When a customer holds a flimsy paperboard “pkg.” in one hand and a sturdy, high-quality glass in the other, their brain anchors the value of the transaction to the glass. It effectively masks the “cheapness” of the new container. You aren’t just buying tea in a box; you are acquiring a piece of glassware or a sturdy knife

Luzianne Tea giveaway. New Orleans States-Item. December 1944

Even though they were forced to use inferior packaging, Reily couldn’t afford to let Luzianne be perceived as a budget brand. By bundling the tea with glassware, they maintained their status as a premium product that gave the shopper a little extra luxury during a time of extreme austerity. It kept the brand feeling generous and “pro-consumer” while everyone else was struggling just to keep product on the shelves.

You don’t clamber out of small-town Louisiana and build a series of powerhouse grocery brands without being a savvy operator.

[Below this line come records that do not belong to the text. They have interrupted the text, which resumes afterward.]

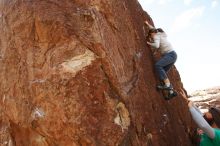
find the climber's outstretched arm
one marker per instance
(155, 43)
(200, 121)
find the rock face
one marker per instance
(79, 73)
(206, 98)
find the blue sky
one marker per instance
(193, 28)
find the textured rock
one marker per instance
(79, 73)
(206, 98)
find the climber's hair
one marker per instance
(216, 115)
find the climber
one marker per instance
(209, 124)
(158, 40)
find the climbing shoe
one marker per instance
(164, 87)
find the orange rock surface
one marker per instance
(79, 73)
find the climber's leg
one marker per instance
(164, 65)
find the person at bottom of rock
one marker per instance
(158, 40)
(209, 124)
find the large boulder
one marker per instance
(79, 73)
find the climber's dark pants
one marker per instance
(165, 63)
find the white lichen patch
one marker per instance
(122, 119)
(79, 62)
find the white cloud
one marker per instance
(214, 3)
(187, 2)
(186, 19)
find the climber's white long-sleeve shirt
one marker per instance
(201, 122)
(161, 43)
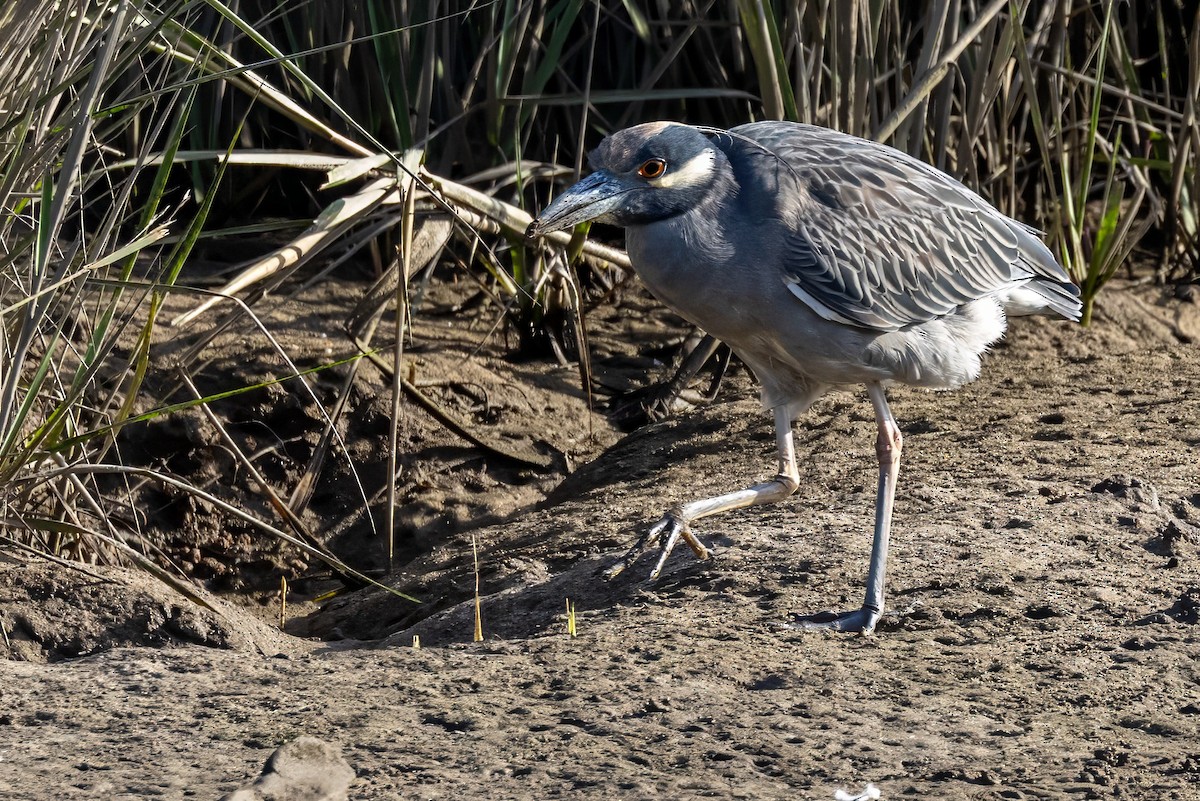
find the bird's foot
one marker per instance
(670, 529)
(859, 621)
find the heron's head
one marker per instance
(642, 174)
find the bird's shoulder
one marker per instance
(876, 238)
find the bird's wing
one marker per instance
(881, 240)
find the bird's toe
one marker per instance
(861, 621)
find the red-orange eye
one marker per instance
(653, 168)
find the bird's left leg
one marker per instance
(888, 444)
(676, 524)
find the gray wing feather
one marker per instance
(881, 240)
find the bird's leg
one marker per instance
(676, 524)
(888, 444)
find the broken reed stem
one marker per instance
(479, 619)
(283, 601)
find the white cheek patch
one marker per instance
(695, 172)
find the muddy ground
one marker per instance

It is worth noting that while metal and paper were heavily restricted, the glass industry had a different set of supply dynamics. Many companies shifted to glass jars to package goods that were previously in tin. If Reily was promoting glassware, they were capitalizing on a material that was slightly more available—or at least more marketable—than the despised “wartime fiber” boxes.

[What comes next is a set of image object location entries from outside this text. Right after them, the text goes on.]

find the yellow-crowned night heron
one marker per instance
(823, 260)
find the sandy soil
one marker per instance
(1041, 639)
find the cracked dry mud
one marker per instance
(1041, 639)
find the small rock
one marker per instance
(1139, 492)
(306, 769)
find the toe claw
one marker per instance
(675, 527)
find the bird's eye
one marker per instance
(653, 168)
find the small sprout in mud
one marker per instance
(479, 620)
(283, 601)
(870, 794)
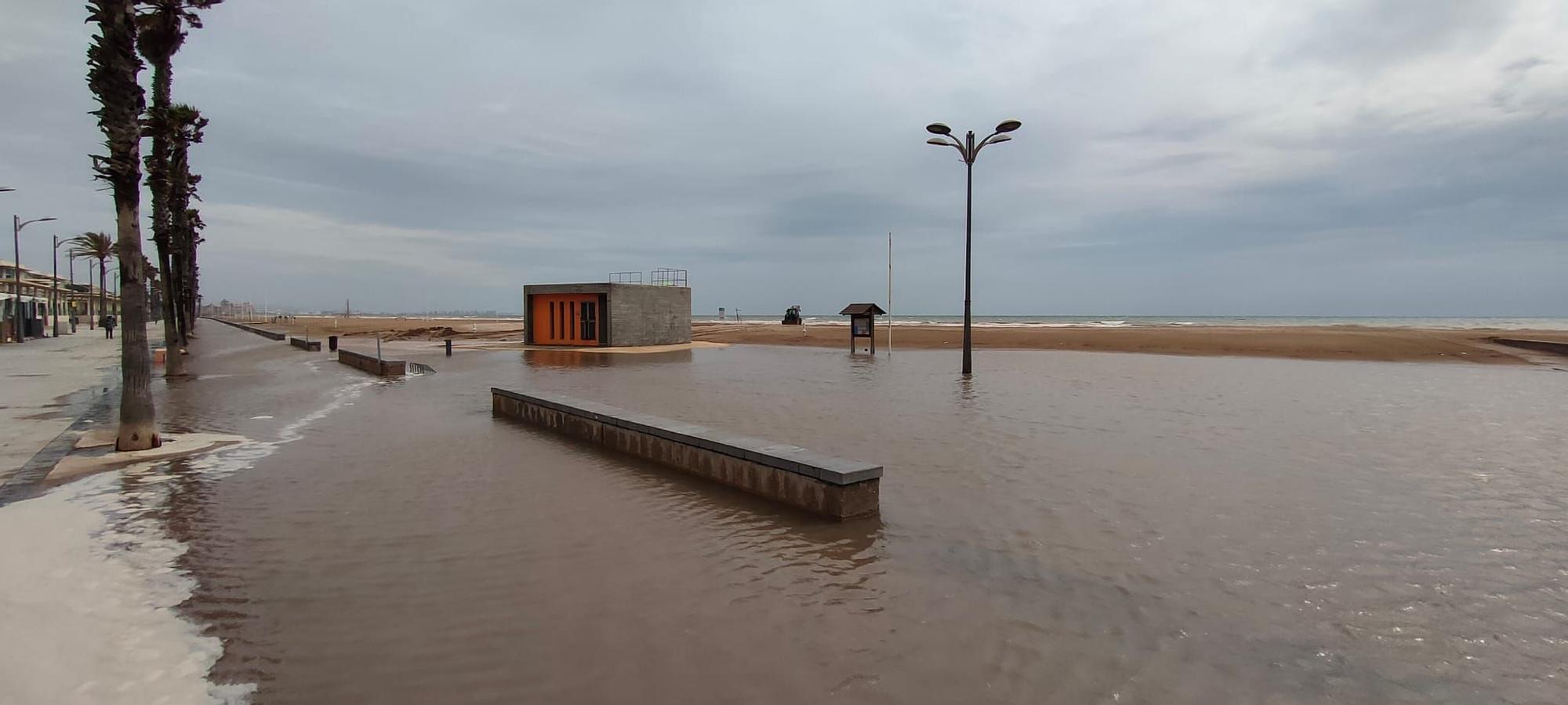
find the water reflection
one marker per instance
(567, 359)
(1084, 529)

Luzianne Tea tins, soon to be collectible. Times-Picayune. 1940

In a city like New Orleans, where loyalty to local brands was and is intense; competition (especially from national brands moving into the South) was fierce, this was a defensive maneuver. By offering a bonus with a local purchase, they kept the grocers happy (because it drove foot traffic) and kept the customers from switching to a national competitor that might not have had the local supply chain flexibility to offer those same perks.

Before 1942, a tea tin wasn’t just a container—it was a fixture in the kitchen. People kept them, reused them, displayed them. By 1944, once “pkg.” had fully taken over, the industry had quietly retrained the public to see the container as trash the moment the product was gone. That shift—from durable storage to disposable wrapper—is arguably where the modern convenience economy was born.

Luzianne Tea advertisement. Times-Picayune. July 1941

The “Pkg.” era of 1944 wasn’t just a temporary dip — it actually paved the way for the modern, fast-moving, disposable consumer age that followed in the 1950s and onward. Today the Luzianne brand is still a behemoth though the ornate tin packaging has been lost to the sands of time.

Reily Foods was the perfect testing ground. They didn’t just survive the war—they perfected the “low-cost/high-marketing” playbook. By pouring their ad spend into lifestyle (the glasses, the local pride) instead of the physical product itself, they showed a brand could untether itself from its packaging entirely. That’s a rule modern marketing still runs on, from Apple to Coca-Cola.

Nowadays an astute shopper may occasionally get lucky in a dusty old thrift store in Hattiesburg or Bayou Lafourche while more than a few New Orleans households already have a beloved antique Luzianne tin sitting on a shelf in their kitchen or pantry.

These tins have now been passed down through four generations of families since the mid-1940s and have achieved heirloom status alongside Bunny Matthews prints and Ernie K-Doe 45s.